4. LLM Generation Layer

• Base model: GPT-4 (at the time) — but fine-tuned a Llama-3-70B variant on synthetic Q&A pairs for cost/performance tradeoff (hosted on Azure ML).
• Prompt engineering:
  • System prompt with strict instructions: “If the answer is not in the provided chunks, say ‘I don’t have enough information.’ Do not infer. Cite every factual claim with {chunk_id}.”
  • Few-shot examples showing good vs bad citations.
• Dynamic context window: Only passed top-5 chunks (~5000 tokens) + query. If query needed multi-year comparisons, we’d loop retrieval per year and aggregate.

5. Hallucination Mitigation & Guardrails

• Citation verification: After LLM generated the answer, a second lightweight model (GPT-3.5-turbo) was prompted to extract all cited {chunk_id} references and verify that the quoted text actually existed in that chunk.
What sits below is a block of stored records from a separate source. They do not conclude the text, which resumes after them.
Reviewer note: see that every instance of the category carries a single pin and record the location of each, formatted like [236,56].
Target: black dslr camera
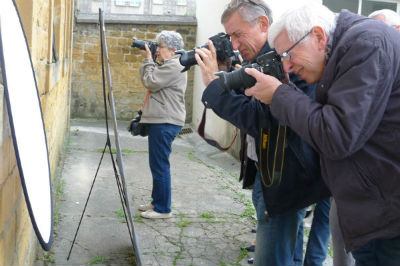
[269,63]
[223,49]
[141,45]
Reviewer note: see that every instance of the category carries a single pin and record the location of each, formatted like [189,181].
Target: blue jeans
[160,139]
[276,238]
[379,252]
[318,240]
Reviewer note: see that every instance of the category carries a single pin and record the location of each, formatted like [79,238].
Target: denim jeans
[318,240]
[160,140]
[379,252]
[276,238]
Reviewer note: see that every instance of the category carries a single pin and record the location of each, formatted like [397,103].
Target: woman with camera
[165,114]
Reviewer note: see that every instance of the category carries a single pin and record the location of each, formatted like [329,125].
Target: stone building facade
[120,28]
[43,22]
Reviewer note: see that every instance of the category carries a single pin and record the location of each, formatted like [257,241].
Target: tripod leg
[87,200]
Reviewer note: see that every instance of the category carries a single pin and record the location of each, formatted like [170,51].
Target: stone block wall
[125,61]
[41,19]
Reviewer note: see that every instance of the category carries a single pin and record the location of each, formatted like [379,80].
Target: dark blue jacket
[301,183]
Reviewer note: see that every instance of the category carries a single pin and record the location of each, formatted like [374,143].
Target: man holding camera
[165,114]
[354,123]
[292,179]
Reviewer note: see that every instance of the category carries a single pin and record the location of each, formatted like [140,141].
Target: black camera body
[222,46]
[269,63]
[141,45]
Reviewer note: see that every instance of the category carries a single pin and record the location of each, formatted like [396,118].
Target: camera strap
[214,143]
[272,176]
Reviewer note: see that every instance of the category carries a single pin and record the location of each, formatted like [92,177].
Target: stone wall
[40,18]
[125,61]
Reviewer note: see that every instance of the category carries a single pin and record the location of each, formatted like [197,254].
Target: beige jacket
[167,86]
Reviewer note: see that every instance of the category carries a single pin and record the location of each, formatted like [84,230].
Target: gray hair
[250,11]
[299,21]
[172,39]
[391,17]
If mismatch → reject and fallback to “I cannot confirm.”
• Numerical consistency: For quantitative answers, we ran a deterministic regex parser on the retrieved chunks to extract raw numbers and compared against LLM’s stated numbers. If difference > 2% → flag for human review.
• Toxicity/PII filter: Used Azure Content Safety + custom regex for SSNs/emails.

6. Evaluation & Testing

• Gold dataset: 500 human-annotated Q&A pairs with source spans.
• Metrics tracked:
  • Answer correctness (BERTScore + human eval on 20%).
  • Citation accuracy (% of citations that exactly match source text).
  • Hallucination rate (answers with unsupported claims) — started at 12%, dropped to 3.2% after cross-encoder + citation verifier.
  • Latency: p95 = 2.1s (retrieval 400ms, re-rank 300ms, generation 1.4s).
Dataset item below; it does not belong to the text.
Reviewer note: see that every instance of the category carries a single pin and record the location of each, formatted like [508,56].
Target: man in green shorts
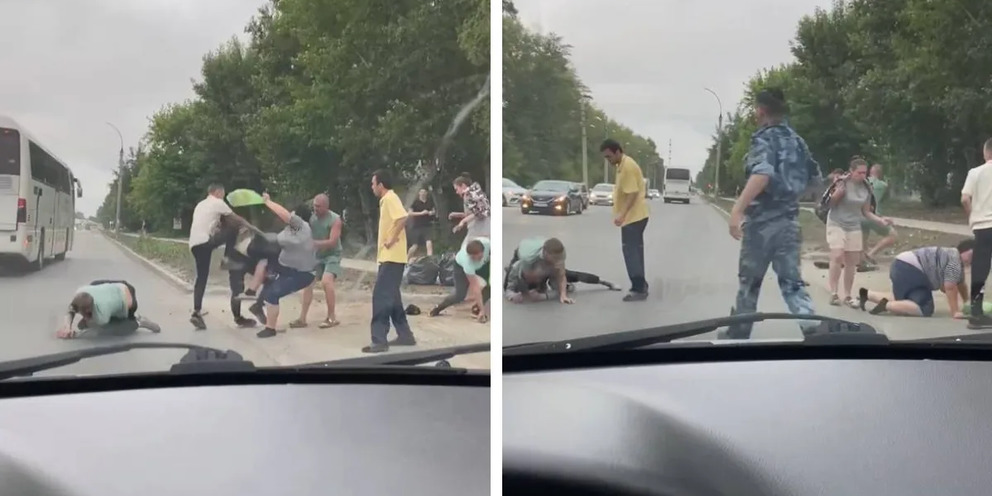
[326,227]
[888,233]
7. Deployment & Monitoring

• Orchestration: Kubeflow pipelines for daily re-embedding of new filings.
• API: FastAPI service with semantic caching (Redis + vector similarity) — if identical query came in within 1 hour, served cached response.
• Monitoring:
  • Prometheus metrics for token usage, latency, and hallucination flag rate.
  • Daily drift detection on embedding distribution (retraining embeddings quarterly).
  • User feedback loop: analysts could thumbs-up/down → flagged low-rated Q&As were sent to a labeling queue for retraining the re-ranker.

8. Business Impact

• Reduced average research time per filing from 45 min → 8 min.
• Adoption: 90% of the 40-person team used it weekly.
• Cost: ~$0.08 per query (vs. $0.50 for pure GPT-4) due to Llama-3-70B hosting + hybrid retrieval.

9. Key Lessons / Failures

• Initial mistake: Used naive RAG without re-ranking → top chunks often missed niche terms. Fixed with BM25.
• Over-chunking: 512-token chunks broke financial tables → moved to 1024 with overlap.
• Hallucination persisted on “compare year-over-year” queries → solved by explicitly retrieving per year and asking LLM to format as a table with per-year sources.
• Fine-tuning Llama was expensive and only gave +2% accuracy over GPT-4 with better prompting — in hindsight, I’d start with GPT-4 and switch to smaller model only after scale.

10. What I’d Do Differently Now

• Use ColBERT (late interaction) instead of separate dense+sparse for better multi-vector retrieval.
• Replace citation verifier with a structured output (JSON with answer + citations) via constrained decoding (guidance/outlines) to reduce verification overhead.
• Add active learning to auto-generate training data from user corrections.

This system ran in production for 18 months, processing ~15k queries/month, with <4% hallucination rate and zero critical failures. It taught me that retrieval quality > model size and that post-hoc verification is non-negotiable for regulated domains.